Pearls and Other Issues
A palpable distal pulse is an inadequate indicator of normal vascular function following a knee dislocation. Further evaluation is mandatory to exclude popliteal arterial insult; any sign of vascular compromise mandates emergent vascular surgery consultation. A delay in the diagnosis of popliteal artery injury may result in irreversible injury and ischemia, requiring above-knee amputation. Generally, any ischemia persisting for more than 8 hours will necessitate amputation. Delayed thrombosis is also possible and may not be present during the initial evaluation.
Other injuries the clinician may encounter following knee dislocation include peroneal nerve injuries, which can cause foot drop. Compartment syndrome and deep venous thrombosis are other possible complications. Associated fractures and ligamentous injuries should receive treatment as per orthopedic surgery recommendations.

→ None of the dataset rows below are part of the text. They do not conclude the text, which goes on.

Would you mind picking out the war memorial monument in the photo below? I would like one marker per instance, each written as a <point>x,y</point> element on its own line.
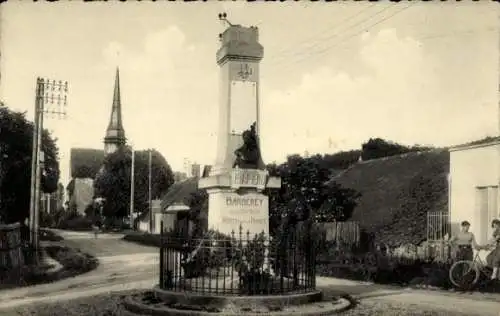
<point>237,268</point>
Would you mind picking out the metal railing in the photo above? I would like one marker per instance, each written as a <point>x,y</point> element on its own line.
<point>237,264</point>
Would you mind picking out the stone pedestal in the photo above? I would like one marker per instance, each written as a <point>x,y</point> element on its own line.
<point>236,181</point>
<point>236,200</point>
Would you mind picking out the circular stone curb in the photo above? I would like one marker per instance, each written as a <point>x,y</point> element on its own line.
<point>134,306</point>
<point>203,299</point>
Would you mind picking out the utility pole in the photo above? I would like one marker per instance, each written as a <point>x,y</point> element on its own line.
<point>149,193</point>
<point>50,98</point>
<point>132,180</point>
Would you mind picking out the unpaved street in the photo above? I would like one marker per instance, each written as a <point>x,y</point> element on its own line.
<point>128,266</point>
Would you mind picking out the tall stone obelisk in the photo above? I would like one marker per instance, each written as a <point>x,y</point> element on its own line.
<point>238,177</point>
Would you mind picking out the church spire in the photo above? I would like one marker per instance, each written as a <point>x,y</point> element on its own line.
<point>115,134</point>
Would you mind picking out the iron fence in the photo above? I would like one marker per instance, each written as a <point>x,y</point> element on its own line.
<point>237,264</point>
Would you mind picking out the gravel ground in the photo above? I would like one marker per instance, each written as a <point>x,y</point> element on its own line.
<point>109,305</point>
<point>373,308</point>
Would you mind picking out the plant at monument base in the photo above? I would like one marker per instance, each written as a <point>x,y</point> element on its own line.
<point>16,135</point>
<point>250,262</point>
<point>212,252</point>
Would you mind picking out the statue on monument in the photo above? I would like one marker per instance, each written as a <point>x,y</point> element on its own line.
<point>248,155</point>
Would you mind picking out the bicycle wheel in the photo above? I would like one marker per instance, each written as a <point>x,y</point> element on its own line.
<point>464,274</point>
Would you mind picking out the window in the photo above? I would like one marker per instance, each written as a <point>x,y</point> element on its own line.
<point>487,201</point>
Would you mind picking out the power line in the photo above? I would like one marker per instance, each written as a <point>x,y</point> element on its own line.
<point>327,48</point>
<point>320,41</point>
<point>329,28</point>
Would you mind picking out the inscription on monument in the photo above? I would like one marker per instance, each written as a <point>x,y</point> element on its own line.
<point>250,178</point>
<point>251,211</point>
<point>237,201</point>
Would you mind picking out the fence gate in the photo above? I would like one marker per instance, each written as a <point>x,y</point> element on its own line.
<point>438,225</point>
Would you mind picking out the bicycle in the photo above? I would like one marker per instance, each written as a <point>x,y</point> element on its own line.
<point>464,274</point>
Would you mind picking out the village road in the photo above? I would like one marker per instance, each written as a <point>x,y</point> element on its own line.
<point>127,266</point>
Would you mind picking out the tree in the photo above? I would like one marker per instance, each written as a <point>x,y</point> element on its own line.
<point>16,136</point>
<point>113,182</point>
<point>304,192</point>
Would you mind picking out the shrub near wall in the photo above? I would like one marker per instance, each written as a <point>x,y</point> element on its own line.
<point>383,267</point>
<point>77,224</point>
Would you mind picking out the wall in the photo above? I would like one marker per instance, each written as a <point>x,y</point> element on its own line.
<point>470,168</point>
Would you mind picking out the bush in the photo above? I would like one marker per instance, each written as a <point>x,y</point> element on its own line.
<point>47,235</point>
<point>77,224</point>
<point>73,260</point>
<point>147,239</point>
<point>384,269</point>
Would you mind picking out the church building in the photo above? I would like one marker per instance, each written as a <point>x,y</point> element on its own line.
<point>85,163</point>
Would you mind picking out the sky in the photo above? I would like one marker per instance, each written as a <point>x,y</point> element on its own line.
<point>333,74</point>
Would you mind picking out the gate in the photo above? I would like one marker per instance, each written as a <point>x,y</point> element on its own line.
<point>438,232</point>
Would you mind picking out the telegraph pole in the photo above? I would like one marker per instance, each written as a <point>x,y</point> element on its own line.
<point>132,180</point>
<point>149,193</point>
<point>50,98</point>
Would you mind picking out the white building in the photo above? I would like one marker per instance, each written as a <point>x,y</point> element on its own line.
<point>473,186</point>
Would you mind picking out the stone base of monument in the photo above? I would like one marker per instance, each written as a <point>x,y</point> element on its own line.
<point>161,302</point>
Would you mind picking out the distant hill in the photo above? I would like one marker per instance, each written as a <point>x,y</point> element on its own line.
<point>397,192</point>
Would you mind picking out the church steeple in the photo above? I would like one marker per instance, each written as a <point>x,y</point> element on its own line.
<point>115,134</point>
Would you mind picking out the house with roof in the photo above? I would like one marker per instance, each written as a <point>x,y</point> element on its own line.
<point>474,179</point>
<point>173,208</point>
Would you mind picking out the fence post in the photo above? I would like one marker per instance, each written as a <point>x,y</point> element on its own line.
<point>161,255</point>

Enhancing Healthcare Team Outcomes
Knee dislocation is a relatively common injury seen in the emergency department. Because the dislocation can be associated with a neurovascular injury that can lead to the loss of a limb, patients with a knee dislocation are best served by an interprofessional team. The first-responder and triage staff must be fully aware that a dislocated knee can disrupt the vascular supply to the distal leg; immediate admission and consultation with an emergency department physician are necessary. A vascular surgery consult is required if there is a loss of pulses in the leg, and a radiologist may be consulted to image the blood supply. Orthopedic consultation is also necessary in almost all cases.
The outcomes are good for most patients with knee dislocations who obtain prompt management. A chronically unstable and painful knee is common when diagnosis and treatment are delayed.[30][31] All patients will require some degree of physical rehabilitation following a knee dislocation injury.